The case struck a chord in Canada, where growing immigration has led to clashes between Canadian values and the more restrictive traditions of immigrants like the Shafia family. Some Quebec communities recently made headlines by banning headscarves, matching curbs in parts of Europe.
"We're going to have more immigration in the future, but it does speak to appropriate integration and support of immigrants communities," said Nicholas Bala, a family law expert at Queen's University in Kingston.
"They have, on the one side, freedom of religion and we want them to preserve their culture, but also to recognize the importance of Canadian values and culture as well."
Canada accepted some 280,000 new permanent residents in 2010, according to the federal government.
The Shafia family, wealthy and seemingly well-connected in the Montreal business community, immigrated in 2007.

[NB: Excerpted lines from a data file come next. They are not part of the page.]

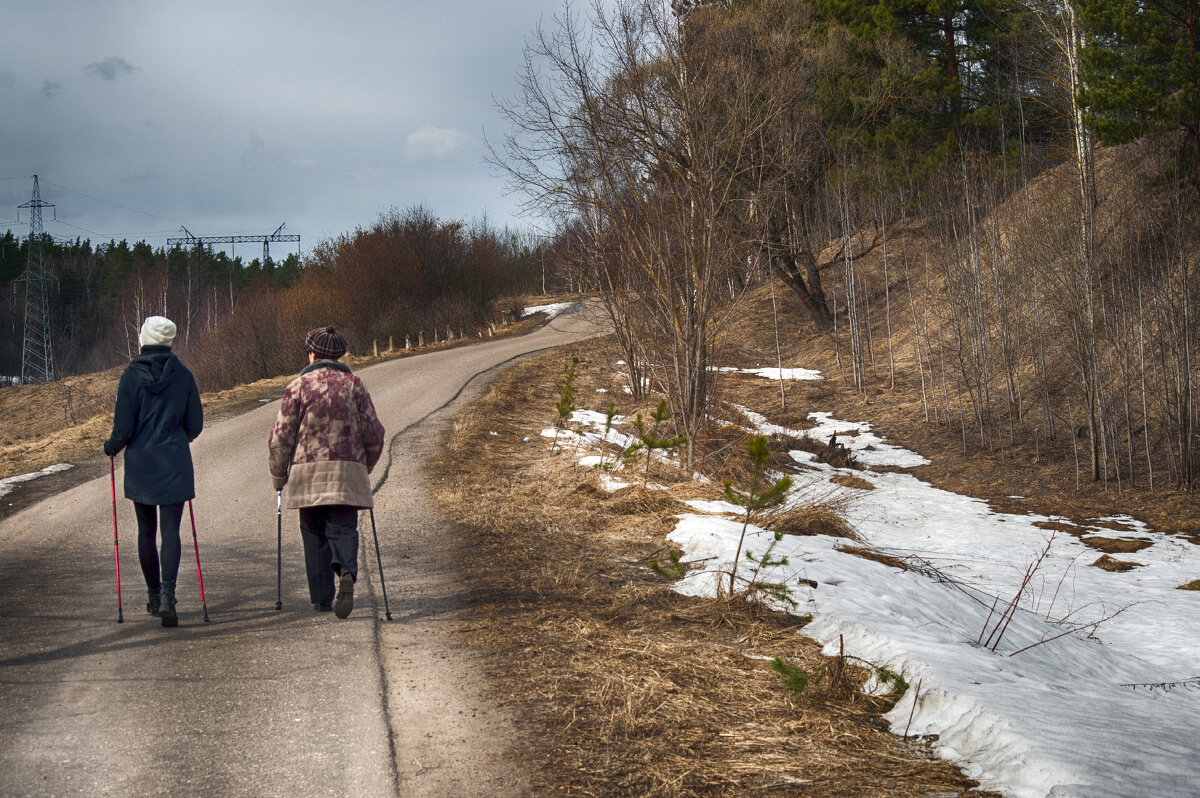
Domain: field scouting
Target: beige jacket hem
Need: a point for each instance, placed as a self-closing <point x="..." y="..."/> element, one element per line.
<point x="330" y="481"/>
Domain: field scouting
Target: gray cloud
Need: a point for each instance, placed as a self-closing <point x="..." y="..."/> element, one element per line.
<point x="429" y="144"/>
<point x="354" y="108"/>
<point x="109" y="69"/>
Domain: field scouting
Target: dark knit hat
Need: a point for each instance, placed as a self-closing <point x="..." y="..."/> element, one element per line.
<point x="325" y="342"/>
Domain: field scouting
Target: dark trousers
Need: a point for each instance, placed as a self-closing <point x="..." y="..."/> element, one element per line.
<point x="150" y="517"/>
<point x="330" y="546"/>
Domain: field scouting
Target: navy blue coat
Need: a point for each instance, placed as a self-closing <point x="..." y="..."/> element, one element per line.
<point x="157" y="415"/>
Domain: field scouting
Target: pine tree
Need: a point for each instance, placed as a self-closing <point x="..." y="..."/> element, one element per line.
<point x="755" y="499"/>
<point x="1141" y="69"/>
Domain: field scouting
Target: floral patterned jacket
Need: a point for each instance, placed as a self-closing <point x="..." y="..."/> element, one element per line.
<point x="327" y="438"/>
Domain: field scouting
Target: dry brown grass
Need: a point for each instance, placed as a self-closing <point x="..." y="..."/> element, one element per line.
<point x="850" y="480"/>
<point x="1116" y="545"/>
<point x="879" y="557"/>
<point x="623" y="687"/>
<point x="1115" y="565"/>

The girls, aged 13, 17 and 19 when they died, had reached out to the police, social services and their teachers for help with an abusive family. But Quebec's child welfare agency determined there was not enough evidence to warrant a court intervention.

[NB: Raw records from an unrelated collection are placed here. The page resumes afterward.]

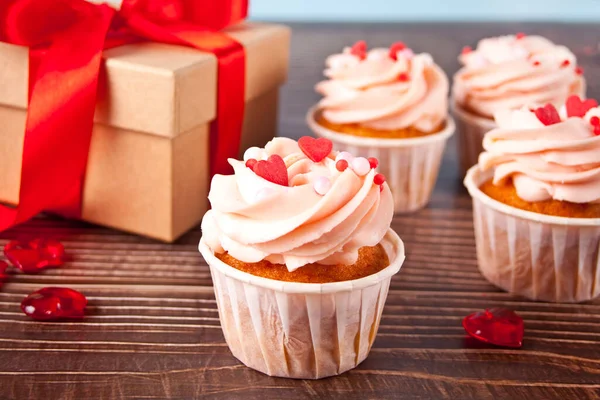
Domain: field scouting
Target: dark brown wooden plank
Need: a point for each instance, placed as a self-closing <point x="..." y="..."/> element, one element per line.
<point x="153" y="330"/>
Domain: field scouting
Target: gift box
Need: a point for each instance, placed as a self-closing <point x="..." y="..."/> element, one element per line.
<point x="148" y="165"/>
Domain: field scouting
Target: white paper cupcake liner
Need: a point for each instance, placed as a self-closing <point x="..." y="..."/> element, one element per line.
<point x="538" y="256"/>
<point x="470" y="129"/>
<point x="410" y="166"/>
<point x="301" y="330"/>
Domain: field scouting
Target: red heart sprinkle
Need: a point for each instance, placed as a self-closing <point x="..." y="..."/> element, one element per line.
<point x="359" y="49"/>
<point x="272" y="170"/>
<point x="54" y="303"/>
<point x="373" y="162"/>
<point x="395" y="48"/>
<point x="251" y="163"/>
<point x="497" y="326"/>
<point x="379" y="179"/>
<point x="577" y="107"/>
<point x="315" y="149"/>
<point x="33" y="256"/>
<point x="341" y="165"/>
<point x="547" y="115"/>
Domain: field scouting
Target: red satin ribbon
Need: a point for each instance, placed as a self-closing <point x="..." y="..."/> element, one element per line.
<point x="66" y="39"/>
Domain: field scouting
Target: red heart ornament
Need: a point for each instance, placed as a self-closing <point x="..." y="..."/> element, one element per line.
<point x="33" y="256"/>
<point x="315" y="149"/>
<point x="498" y="326"/>
<point x="577" y="107"/>
<point x="54" y="303"/>
<point x="273" y="170"/>
<point x="547" y="115"/>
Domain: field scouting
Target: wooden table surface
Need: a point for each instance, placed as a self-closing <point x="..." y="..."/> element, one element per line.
<point x="153" y="330"/>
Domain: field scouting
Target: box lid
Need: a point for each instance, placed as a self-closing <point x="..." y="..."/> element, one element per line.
<point x="163" y="89"/>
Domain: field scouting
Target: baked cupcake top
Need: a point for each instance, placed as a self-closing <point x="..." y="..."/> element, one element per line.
<point x="547" y="153"/>
<point x="297" y="203"/>
<point x="509" y="72"/>
<point x="384" y="89"/>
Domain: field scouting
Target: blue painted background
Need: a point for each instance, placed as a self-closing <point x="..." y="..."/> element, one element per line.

Not long after the file was closed, the four bodies were found in the submerged car. The three defendants said it was an accident, but were convicted on forensic and wiretap evidence, and partially on circumstantial evidence that included their Google searches of "how to commit murder".
Saleha Khan, a representative of the Muslim Resource Centre for Support and Integration in London, Ontario, blamed a lack of communication between police, social workers and cultural associations for not responding to the abuse of the teenagers before it was too late.
Khan also noted that the officers and social workers dealing with the affluent family - which owned a strip mall in Laval, Quebec - may have been thrown off by the western clothing, make-up and jewellery that the Shafia daughters wore.
"You look at that and you don't see the stereotypical 'abused and oppressed, suppressed' Muslim woman wearing the scarf," Khan said. "We as service providers do also fall victim to our own stereotypes."
The United Nations estimates that 5,000 women and girls are murdered each year in so-called honor killings, supposedly to purify a family disgraced by the woman's conduct, and this was the motive put forward by the prosecution in the Shafia trial.
"So-called honor killings are barbaric and unacceptable and have no place in Canada," Justice Minister Rob Nicholson told the House of Commons on Monday.
"We send the message loudly and clearly: if you commit such terrible acts of violence in Canada, you will face Canadian justice."
Adeena Niazi, the executive director of the Afghan Women's Organization in Toronto said the killings were domestic violence, and not motivated by religion, culture or an unwillingness to adapt to Canadian values.
"What would happen if the family was not Afghan? What happens if a person from mainstream kills his girlfriend or wife? Is it a cultural issue? Of course not," she said, describing the Afghan community in Canada as outraged by the quadruple killings.
"Killing is not allowed in the Islamic faith, it is actually denounced," Niazi said. "Nobody has the right in our religion to take another's life."